LLMs Sensitivity & Consistency (NAACL 2025)

April 14, 2025 · View on GitHub

This is the official repository of the NAACL 2025 paper "What Did I Do Wrong? Quantifying LLMs’ Sensitivity and Consistency to Prompt Engineering".

⚠️ The LLMetric Python package, integrated with Langfuse, is available in the langfuse_integration branch.

Citing our work

If you found our metrics useful, please cite our work:

@inproceedings{errica_what_2025,
  author    = {Federico Errica and
               Giuseppe Siracusano and
               Davide Sanvito and
               Roberto Bifulco},
  title     = {What Did I Do Wrong?
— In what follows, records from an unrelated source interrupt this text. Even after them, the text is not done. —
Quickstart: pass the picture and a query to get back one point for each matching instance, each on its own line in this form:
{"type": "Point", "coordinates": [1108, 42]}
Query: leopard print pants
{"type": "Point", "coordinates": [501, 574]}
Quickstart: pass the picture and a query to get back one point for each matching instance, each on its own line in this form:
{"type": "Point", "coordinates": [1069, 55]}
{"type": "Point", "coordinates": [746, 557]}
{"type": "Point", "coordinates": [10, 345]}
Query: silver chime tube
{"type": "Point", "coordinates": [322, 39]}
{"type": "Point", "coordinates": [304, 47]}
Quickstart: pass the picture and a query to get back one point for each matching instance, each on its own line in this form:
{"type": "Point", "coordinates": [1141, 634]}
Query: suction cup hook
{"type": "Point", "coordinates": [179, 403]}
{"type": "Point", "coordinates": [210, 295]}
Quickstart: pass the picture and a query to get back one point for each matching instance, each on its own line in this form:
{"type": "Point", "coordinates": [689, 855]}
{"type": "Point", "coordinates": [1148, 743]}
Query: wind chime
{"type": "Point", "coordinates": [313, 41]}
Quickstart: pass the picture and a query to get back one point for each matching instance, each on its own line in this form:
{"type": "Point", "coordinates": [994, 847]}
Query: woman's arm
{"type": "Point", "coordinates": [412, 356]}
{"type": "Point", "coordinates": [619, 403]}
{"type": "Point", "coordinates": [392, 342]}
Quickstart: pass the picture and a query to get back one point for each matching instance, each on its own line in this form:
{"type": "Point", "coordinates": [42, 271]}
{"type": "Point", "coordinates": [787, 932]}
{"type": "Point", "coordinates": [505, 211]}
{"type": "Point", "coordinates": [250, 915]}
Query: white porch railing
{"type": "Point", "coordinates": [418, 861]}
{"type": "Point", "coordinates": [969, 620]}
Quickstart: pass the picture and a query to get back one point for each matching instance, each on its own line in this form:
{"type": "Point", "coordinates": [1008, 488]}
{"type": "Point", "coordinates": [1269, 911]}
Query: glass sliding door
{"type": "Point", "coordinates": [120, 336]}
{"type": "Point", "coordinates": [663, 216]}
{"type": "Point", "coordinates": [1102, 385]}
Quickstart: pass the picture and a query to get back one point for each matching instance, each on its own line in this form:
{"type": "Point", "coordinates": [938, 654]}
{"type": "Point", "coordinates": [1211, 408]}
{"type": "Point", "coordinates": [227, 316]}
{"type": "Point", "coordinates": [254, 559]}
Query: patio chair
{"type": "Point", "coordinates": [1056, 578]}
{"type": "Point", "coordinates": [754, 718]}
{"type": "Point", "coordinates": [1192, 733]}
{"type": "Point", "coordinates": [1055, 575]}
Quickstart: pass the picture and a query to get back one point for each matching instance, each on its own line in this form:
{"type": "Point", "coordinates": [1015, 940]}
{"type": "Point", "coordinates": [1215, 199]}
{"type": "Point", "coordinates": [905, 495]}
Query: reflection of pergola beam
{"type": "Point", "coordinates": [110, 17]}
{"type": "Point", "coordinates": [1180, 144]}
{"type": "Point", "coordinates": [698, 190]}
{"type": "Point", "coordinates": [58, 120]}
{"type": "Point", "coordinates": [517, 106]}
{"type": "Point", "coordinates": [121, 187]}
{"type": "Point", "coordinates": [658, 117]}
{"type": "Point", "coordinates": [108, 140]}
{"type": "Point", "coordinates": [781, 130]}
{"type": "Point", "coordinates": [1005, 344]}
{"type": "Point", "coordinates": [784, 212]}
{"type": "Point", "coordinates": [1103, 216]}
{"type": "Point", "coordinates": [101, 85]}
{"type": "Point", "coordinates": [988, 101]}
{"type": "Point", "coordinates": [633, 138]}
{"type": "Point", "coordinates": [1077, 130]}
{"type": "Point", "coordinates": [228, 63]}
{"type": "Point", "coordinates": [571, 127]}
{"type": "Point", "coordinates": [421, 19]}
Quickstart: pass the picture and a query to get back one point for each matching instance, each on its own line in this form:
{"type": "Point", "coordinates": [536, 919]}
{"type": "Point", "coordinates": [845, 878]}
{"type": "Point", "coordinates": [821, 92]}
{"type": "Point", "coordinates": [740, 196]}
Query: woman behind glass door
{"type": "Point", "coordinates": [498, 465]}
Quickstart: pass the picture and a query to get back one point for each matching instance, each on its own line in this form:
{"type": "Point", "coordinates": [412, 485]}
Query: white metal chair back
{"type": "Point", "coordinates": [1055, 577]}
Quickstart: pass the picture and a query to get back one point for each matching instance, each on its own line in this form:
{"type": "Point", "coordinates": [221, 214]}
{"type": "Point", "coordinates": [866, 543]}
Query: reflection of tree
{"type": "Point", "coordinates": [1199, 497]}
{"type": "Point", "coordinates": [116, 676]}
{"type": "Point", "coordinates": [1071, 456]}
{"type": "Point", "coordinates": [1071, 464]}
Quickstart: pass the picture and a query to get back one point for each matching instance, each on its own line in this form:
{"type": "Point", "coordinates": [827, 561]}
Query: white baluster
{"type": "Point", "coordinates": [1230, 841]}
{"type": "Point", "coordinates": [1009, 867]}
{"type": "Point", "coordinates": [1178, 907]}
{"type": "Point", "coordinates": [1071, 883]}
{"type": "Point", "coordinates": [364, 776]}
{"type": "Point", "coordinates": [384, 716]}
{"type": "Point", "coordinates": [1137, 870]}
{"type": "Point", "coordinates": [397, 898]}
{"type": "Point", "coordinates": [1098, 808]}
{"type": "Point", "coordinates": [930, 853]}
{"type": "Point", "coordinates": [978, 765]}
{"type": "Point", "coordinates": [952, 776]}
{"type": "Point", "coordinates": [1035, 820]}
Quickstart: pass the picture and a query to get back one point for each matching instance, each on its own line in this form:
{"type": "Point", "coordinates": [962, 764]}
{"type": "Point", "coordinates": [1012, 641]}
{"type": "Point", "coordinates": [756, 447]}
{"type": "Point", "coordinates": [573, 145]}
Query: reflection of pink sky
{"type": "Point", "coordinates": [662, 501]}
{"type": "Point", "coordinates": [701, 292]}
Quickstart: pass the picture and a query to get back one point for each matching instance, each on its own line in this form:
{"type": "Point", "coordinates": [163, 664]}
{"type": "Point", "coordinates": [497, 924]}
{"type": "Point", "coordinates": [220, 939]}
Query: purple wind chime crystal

Quantifying LLMs’ Sensitivity and Consistency to Prompt Engineering},
  booktitle = {Proceedings of the 2025 Annual Conference of the North American Chapter of the Association for Computational Linguistics: Human Language Technologies (NAACL)},
  year      = {2025},
}

Installation

After you have cloned the repository, let's create an ad-hoc environment for this project

python3.10 -m venv .venv/llm
source .venv/llm/bin/activate
pip install -r requirements.txt

Now you need to update the constants.py file with the URL of your LLama3 and Mixtral servers. Please refer to utils.py to see how this information is used in classes DefaultNLELlama3_70bChatOpenAI and DefaultNLEMixtral_8x7bChatOpenAI.

Run the Notebooks

You should now be able to run our notebooks to reproduce our results. There is one notebook for each dataset tested.